The euro crisis is a threat for the Belgium unity
Tuesday, 6 December, 2011

By Paul GOLDSCHMIDT, former Director at Goldman Sachs International, former director at the European Commission, member of the Advisory Board of the Thomas More Institute. Available in French.

On aurait évidemment tort de bouder son plaisir suite à la résolution de la crise politique dont la Belgique sort enfin un an et demi après les dernières élections. S’il est justifié de tresser des couronnes de lauriers au futur Premier Ministre et à l’ensemble des négociateurs pour avoir eu le courage de réaliser un compromis « historique », il suffit de lire l’article de la Libre Belgique de ce lundi 5 décembre, « Les cinq adversaires de l’équipe Di Rupo », pour se rendre compte de la fragilité de l’accord intervenu.

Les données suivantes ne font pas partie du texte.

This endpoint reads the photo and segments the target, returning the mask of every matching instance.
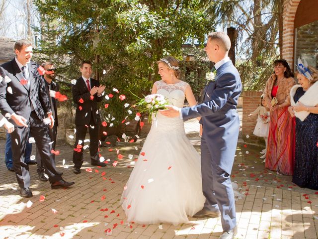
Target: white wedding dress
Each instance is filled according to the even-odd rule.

En effet, si les priorités doivent être la mise en œuvre de la réforme institutionnelle et l’application de l’accord gouvernemental, la menace extérieure créée par la crise bancaire et celle de la dette souveraine des pays de l’Eurozone pourrait rapidement mettre en cause la survie du Gouvernement.

A ce titre, les résultats du sondage d’opinion sur les intentions de vote publiés ce week-end sont particulièrement préoccupants. La prépondérance manifeste, tant au nord qu’au sud du pays, de partis que tout oppose sur le plan idéologique, politique et économique, crée une situation dangereuse. Il serait particulièrement tentant, pour ceux qui se considèrent comme « floués » par l’accord intervenu au niveau fédéral, de profiter du chaos – généralisé au niveau de l’Europe sinon mondial – qui résulterait d’une implosion de l’Union Economique et Monétaire, pour revendiquer et accélérer la partition de la Belgique.

On peut difficilement concevoir de circonstances plus propices à l’avancement des thèses de la NVA qu’un effondrement de l’UEM, même si la Flandre n’échapperait nullement aux conséquences désastreuses qui s’ensuivraient. Pour les « nationaux-populistes » ce serait l’occasion rêvée de capitaliser sur les « peurs », le repli sur soi et le rejet de toute solidarité tant belge qu’européenne. Elle ferait éclater au grand jour la contradiction fondamentale entre les aspirations du nationalisme flamand et les prétentions factices pro-européennes que la NVA affiche.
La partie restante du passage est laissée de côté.